Though a staffing change in the Lyon County Band Program came late this summer, with the exit of former director Spencer Sullivan and hiring of new director Josh Scott, the show must go on, and the Lyon County High School Marching Band is hard at work preparing for competition this Fall.

Scott grew up in Cumberland County, and as such is no stranger to small schools and small bands. That small band, however, didn't put a limit on his drive to achieve musical excellence.

"I really aspired to be the best that I could be, so I practiced all the time. That kinda lead me to the path I'm in right now; my musical path," Scott shared. "I marched in marching band from my 7th grade year all the way through high school."

From there, he went on to perform with the All-American Marching Band, spent two summers with Music City Drum Corps, and marched all four of his years at Western Kentucky University.

Though Scott's main instrument is euphonium, he said his music education taught him the basics of all instruments.

"I'm not just a marching band person," he said. "I also played in concert band. I was principle euphonium at Western for all four years I was there, and I was also invited to play with the Owensboro Symphony Orchestra."

Though this is his first position heading up a music program as an official district employee, Scott has previously taught at three different band camps and gave private lessons to students while in college.

Scott was brought on to the team at Lyon County less than two weeks ago, so he's had to adapt the band's summer practice schedule from a traditional band camp to something more condensed, but he said the students have handled it well.

"The kids are being very flexible with the schedule," Scott said. "We really have had probably half of a band camp, but they're doing really well... They are advancing really quickly, and I'm looking forward to the season and what it brings."

This year's Lyon County Marching Band is small but mighty, with ten wind players, five color guard, and around five percussionists.

Scott said they decided to stick with the show music chosen and purchased by Sullivan before he left, but he was tasked with handling the drill. He currently has someone writing the drill for the band, and said the members are getting it set just about as quickly as it arrives.

"From the composer's aspect, he calls it 'Metamorphosis,'" he said of this year's show. "I think I'm going to go more for just overall change, not even just specifically think of this being into another being... I think that would really work for these kids, too, because they're undergoing a lot of changes.
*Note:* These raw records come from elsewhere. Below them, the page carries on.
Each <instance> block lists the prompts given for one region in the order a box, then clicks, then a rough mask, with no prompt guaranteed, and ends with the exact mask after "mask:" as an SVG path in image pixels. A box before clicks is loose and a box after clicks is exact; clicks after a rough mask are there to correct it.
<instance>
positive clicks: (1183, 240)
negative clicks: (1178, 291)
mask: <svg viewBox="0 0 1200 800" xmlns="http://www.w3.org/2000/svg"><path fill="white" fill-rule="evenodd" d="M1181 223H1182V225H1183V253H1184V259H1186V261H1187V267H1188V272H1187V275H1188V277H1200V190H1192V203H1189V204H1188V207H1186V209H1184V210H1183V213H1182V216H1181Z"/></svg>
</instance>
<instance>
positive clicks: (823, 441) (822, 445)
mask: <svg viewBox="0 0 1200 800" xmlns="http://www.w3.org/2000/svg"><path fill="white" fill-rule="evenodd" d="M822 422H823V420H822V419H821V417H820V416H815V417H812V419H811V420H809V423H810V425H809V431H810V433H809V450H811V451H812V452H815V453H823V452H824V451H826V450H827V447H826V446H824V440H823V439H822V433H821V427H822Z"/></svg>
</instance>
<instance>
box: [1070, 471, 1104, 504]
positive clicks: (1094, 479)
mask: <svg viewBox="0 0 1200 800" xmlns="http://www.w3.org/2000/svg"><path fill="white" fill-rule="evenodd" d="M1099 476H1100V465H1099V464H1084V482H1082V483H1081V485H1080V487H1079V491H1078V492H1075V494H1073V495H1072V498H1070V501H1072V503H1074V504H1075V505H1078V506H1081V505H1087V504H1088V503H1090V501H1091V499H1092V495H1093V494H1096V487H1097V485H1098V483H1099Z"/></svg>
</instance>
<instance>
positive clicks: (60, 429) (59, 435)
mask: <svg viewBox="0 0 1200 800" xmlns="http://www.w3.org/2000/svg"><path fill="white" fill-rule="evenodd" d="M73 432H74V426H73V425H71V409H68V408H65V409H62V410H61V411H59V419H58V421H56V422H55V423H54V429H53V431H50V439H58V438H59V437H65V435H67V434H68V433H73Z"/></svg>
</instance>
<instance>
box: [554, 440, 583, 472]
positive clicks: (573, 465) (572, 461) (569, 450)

They're in middle school and high school; they're changing, their social life is changing, their work ethic is changing, and then, not to mention, they have the band director changing… It will just be more of a deeper meaning to the kids."

"This first year, I'm just hoping that the kids enjoy their time and they want to come back next year," Scott said of his expectations for his inaugural year at the helm of the Lyons. "I went through a director change while I was in school, and that director came in and tried to change everything all at once, and it kind of went downhill from there. So, me coming in, I've not changed that much. I'm trying to gradually change stuff that I see fit as I go, but I don't want to come in and reinvent the wheel."

In the future, though, he has his eyes set on another semi-finals appearance; something that has eluded the Lyons for over a decade.

"I think these kids have got what it takes," he said. "It's just about how the season plays out."